Viktor Panchenko

Personal information
- Full name: Viktor Vyacheslavovich Panchenko
- Date of birth: 28 May 1963 (age 62)
- Place of birth: Georgiyevsk, Stavropol Krai, Russian SFSR
- Height: 1.80 m (5 ft 11 in)
- Position(s): Forward

Team information
- Current team: SKA Rostov-on-Don (sporting director)

Youth career
- DYuSSh Georgiyevsk
- Mashuk Pyatigorsk

Senior career*
- Years: Team / Apps / (Gls)
- 1980: Mashuk Pyatigorsk / 0 / (0)
- 1980–1981: Dynamo Stavropol / 0 / (0)
- 1981: Turbina Naberezhnye Chelny / 4 / (0)
- 1982: Trud-PRZ Brezhnev
- 1983: Dinamo Tallinn
- 1983–1984: Geolog Tyumen / 0 / (0)
- 1984: Dinamo Tallinn
- 1985–1986: Sport Tallinn / 51 / (9)
- 1987–1988: Metallurg Lipetsk / 71 / (51)
- 1988–1989: Lokomotiv Moscow / 11 / (1)
- 1989: Tsement Novorossiysk / 18 / (15)
- 1990–1991: Metallurg Lipetsk / 48 / (13)
- 1991–1997: KAMAZ-Chally / 97 / (58)
- 1994–1997: KAMAZ-Chally-d / 15 / (3)
- 1997: Torpedo Georgiyevsk / 12 / (2)
- Total:  / 327 / (142)

Managerial career
- 1998: Torpedo Georgiyevsk (general director)
- 1999: Torpedo Georgiyevsk
- 2008–2010: CSKA Moscow (head scout)
- 2010–2012: Dynamo Moscow (head scout)
- 2013–2015: Khimki (sporting director)
- 2016–2017: Lokomotiv Moscow (head scout)
- 2019–2021: SKA Rostov-on-Don (sporting director)
- 2022: Novosibirsk (sporting director)
- 2023–: SKA Rostov-on-Don (sporting director)

= Viktor Panchenko =

Russian footballer

Viktor Vyacheslavovich Panchenko (Ви́ктор Вячесла́вович Па́нченко) is a Russian football official and a former player who was the top scorer of the Russian Top Division in 1993. He scored 21 goals for KAMAZ Naberezhnye Chelny. He is the sporting director for SKA Rostov-on-Don.

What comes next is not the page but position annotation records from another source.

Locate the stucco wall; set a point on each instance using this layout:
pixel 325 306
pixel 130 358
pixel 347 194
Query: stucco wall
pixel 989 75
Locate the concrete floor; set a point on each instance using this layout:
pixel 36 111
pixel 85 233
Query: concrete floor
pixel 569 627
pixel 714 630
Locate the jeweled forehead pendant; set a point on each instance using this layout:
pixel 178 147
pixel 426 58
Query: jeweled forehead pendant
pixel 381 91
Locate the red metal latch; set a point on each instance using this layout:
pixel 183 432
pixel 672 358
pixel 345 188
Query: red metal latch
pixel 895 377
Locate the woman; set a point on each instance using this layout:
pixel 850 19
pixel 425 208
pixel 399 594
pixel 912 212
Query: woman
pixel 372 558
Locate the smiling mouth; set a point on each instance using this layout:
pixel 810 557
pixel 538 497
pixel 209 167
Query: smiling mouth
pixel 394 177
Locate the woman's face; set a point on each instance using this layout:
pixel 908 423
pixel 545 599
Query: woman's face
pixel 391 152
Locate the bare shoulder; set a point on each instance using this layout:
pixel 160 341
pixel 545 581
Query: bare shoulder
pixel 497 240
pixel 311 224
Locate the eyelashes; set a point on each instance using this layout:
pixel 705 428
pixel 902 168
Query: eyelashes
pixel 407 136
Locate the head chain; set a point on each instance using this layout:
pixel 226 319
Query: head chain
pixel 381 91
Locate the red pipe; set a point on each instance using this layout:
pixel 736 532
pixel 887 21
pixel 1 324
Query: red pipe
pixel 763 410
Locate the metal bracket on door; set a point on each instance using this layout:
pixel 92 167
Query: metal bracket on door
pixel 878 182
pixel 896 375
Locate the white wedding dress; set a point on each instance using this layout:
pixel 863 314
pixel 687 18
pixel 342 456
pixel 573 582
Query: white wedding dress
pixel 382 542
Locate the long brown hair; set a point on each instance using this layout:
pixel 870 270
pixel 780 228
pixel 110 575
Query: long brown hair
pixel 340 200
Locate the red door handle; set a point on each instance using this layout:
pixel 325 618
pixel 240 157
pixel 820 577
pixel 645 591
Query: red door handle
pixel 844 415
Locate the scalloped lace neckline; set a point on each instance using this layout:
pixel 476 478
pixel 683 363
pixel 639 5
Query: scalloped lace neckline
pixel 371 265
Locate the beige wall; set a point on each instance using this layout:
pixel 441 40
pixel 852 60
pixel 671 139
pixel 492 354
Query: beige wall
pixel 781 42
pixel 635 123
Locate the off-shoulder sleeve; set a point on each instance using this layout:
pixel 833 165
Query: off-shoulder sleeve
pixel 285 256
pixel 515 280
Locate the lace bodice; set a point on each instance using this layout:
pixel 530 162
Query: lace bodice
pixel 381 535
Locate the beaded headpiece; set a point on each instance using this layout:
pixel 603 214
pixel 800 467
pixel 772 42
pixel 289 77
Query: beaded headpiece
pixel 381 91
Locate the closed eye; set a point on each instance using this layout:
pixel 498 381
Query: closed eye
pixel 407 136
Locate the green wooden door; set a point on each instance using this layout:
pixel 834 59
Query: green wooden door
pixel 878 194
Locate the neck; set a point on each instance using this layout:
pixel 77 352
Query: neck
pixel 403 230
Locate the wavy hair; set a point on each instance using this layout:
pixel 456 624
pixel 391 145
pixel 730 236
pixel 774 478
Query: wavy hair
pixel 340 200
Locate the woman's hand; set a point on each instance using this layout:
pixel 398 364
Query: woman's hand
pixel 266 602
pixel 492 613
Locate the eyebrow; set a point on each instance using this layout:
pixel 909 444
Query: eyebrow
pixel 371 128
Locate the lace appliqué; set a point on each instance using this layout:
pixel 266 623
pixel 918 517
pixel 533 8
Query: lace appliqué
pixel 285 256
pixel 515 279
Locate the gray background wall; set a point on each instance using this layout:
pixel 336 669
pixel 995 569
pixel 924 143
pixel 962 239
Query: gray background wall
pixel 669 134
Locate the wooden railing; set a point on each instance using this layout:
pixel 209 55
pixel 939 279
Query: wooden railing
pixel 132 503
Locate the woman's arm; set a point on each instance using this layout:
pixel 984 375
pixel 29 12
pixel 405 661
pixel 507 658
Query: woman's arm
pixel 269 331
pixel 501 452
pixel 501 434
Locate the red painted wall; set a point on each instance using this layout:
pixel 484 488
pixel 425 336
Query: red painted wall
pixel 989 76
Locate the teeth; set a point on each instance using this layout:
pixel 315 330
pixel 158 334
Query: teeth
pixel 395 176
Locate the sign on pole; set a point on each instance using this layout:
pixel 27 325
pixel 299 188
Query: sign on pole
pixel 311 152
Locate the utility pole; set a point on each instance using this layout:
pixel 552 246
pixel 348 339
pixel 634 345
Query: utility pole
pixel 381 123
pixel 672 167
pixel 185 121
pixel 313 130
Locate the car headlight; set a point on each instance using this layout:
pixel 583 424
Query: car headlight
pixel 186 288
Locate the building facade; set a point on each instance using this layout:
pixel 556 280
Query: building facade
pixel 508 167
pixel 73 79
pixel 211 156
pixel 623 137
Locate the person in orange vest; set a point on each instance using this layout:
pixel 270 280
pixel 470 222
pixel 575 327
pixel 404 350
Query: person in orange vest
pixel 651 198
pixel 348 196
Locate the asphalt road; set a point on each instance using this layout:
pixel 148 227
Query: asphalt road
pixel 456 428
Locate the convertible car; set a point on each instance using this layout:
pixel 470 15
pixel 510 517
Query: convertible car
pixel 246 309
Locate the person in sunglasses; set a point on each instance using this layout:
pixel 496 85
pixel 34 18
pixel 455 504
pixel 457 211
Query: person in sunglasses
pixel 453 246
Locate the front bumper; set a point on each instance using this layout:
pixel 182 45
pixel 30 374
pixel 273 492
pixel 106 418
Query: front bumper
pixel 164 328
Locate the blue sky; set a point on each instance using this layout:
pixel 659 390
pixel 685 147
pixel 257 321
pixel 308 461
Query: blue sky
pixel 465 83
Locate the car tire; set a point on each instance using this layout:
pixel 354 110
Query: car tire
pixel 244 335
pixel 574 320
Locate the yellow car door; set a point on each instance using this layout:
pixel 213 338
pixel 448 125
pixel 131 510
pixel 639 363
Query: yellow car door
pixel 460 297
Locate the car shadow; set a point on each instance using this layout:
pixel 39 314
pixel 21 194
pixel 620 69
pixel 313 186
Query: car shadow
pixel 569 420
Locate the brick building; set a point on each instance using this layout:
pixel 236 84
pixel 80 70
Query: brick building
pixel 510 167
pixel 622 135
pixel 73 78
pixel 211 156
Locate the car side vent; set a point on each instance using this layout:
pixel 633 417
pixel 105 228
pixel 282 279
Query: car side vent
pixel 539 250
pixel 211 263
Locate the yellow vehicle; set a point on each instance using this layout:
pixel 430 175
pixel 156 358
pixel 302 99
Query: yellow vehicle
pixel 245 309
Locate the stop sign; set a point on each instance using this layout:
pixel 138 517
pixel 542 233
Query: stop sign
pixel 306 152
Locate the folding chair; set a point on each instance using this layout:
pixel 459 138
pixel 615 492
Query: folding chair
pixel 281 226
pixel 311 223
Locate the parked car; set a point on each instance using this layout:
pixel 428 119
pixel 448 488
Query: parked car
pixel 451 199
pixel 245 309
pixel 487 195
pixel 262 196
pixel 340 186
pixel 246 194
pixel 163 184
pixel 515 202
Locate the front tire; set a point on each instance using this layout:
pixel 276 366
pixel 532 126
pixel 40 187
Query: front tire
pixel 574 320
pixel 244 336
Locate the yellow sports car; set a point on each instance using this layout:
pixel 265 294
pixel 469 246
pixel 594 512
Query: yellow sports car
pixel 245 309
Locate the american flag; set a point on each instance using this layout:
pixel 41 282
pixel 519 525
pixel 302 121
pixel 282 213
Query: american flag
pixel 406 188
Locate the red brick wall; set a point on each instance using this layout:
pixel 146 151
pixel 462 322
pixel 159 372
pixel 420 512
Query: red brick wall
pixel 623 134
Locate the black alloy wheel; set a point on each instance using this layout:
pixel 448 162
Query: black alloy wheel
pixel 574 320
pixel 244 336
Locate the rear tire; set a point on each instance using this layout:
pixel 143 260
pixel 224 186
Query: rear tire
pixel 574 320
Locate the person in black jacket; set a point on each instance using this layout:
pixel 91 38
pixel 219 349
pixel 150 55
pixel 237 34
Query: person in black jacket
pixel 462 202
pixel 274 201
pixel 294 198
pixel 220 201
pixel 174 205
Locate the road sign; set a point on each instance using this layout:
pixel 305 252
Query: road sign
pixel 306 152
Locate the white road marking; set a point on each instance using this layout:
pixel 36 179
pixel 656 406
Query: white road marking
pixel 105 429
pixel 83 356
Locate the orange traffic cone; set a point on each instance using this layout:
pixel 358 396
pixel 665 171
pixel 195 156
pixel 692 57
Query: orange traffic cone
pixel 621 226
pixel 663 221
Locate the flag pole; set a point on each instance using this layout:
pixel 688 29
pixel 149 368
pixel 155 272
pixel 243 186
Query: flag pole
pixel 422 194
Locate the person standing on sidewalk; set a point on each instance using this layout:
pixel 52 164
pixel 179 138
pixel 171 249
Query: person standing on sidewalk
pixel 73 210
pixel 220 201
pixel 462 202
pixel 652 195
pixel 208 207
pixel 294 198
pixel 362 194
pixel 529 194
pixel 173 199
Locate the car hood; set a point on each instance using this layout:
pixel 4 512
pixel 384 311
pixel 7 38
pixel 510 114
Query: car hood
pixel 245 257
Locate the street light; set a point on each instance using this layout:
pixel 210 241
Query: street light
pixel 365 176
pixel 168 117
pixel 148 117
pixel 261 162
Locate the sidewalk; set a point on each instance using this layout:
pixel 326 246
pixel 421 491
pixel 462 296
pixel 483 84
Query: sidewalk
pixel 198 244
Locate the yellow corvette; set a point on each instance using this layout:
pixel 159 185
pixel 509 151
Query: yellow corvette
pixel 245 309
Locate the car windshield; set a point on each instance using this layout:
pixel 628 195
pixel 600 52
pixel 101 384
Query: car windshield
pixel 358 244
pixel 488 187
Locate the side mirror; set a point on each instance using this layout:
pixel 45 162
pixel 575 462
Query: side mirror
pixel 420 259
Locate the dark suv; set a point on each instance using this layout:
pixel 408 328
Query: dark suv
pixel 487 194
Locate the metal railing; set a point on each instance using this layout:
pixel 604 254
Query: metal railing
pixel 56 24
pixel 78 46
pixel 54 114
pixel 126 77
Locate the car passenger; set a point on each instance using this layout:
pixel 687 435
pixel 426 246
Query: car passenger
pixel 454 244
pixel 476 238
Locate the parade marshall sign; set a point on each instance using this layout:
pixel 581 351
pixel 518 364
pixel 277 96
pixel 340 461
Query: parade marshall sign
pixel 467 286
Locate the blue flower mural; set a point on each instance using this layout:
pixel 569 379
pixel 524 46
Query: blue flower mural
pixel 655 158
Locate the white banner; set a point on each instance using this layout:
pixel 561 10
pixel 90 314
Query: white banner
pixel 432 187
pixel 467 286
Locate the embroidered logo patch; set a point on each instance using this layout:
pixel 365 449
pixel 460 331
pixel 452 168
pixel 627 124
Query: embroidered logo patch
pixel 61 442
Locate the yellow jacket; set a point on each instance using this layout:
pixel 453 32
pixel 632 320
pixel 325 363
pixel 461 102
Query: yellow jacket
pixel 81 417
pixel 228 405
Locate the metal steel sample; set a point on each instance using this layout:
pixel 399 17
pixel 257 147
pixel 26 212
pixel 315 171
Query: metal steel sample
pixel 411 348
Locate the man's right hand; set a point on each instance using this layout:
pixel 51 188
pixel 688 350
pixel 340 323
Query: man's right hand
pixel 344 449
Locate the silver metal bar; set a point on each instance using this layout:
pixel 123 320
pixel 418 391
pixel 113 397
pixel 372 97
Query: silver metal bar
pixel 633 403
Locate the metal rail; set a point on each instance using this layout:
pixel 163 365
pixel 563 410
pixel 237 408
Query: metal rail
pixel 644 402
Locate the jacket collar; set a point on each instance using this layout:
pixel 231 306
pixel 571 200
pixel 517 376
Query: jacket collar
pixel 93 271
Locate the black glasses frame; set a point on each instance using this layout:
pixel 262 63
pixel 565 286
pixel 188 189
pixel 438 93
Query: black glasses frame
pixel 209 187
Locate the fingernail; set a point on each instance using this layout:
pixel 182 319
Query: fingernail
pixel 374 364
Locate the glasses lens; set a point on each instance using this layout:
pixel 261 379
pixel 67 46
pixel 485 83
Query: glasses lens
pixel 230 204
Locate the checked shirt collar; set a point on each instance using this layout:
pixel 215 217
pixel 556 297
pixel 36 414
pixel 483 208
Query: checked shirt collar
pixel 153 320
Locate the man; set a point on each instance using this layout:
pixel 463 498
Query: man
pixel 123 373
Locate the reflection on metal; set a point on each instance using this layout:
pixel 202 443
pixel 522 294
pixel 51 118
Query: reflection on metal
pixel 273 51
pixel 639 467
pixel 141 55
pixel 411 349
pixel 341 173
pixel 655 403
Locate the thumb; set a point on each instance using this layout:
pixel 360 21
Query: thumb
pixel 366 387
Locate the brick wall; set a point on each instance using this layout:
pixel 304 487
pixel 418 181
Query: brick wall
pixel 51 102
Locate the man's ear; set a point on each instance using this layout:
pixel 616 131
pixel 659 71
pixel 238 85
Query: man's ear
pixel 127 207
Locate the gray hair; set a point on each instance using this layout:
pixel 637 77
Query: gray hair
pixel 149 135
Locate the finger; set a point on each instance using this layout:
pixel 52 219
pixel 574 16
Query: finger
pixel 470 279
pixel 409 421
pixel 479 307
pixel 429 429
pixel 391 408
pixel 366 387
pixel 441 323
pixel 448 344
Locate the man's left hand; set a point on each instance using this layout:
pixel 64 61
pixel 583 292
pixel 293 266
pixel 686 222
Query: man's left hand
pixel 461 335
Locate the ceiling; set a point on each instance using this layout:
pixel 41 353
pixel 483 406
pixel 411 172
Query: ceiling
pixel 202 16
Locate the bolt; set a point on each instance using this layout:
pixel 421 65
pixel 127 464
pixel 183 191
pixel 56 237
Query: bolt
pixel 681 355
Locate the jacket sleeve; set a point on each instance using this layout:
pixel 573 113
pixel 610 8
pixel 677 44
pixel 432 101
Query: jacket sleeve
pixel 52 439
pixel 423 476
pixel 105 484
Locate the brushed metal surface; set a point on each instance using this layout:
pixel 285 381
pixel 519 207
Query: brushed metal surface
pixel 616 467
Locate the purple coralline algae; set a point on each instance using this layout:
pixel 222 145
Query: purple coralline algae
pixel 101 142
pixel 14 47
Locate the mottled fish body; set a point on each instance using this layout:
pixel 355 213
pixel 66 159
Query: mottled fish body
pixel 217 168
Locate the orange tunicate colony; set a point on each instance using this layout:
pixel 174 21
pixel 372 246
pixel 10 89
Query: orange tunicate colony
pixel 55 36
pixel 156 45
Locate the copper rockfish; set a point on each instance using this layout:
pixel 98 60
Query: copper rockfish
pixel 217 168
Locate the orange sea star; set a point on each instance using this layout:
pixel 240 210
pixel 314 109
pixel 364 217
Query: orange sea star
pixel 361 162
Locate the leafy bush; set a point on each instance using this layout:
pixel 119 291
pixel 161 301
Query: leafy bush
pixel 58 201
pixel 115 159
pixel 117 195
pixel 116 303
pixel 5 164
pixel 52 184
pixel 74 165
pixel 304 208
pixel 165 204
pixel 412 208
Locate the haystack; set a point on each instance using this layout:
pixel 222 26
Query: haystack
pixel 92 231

Viktor Panchenko shares the record for most goals in a match of Russian Premier League, having scored five against Spartak Vladikavkaz on 26 March 1994. The only other players to achieve this are Oleg Veretennikov and Mateo Cassierra. Panchenko is the third best all-time goalscorer for KAMAZ (57 goals).

After finishing his player career Panchenko became a FIFA agent. On 6 December 2010 he was appointed the head scout of Dynamo Moscow.

His son Kirill Panchenko is a professional footballer.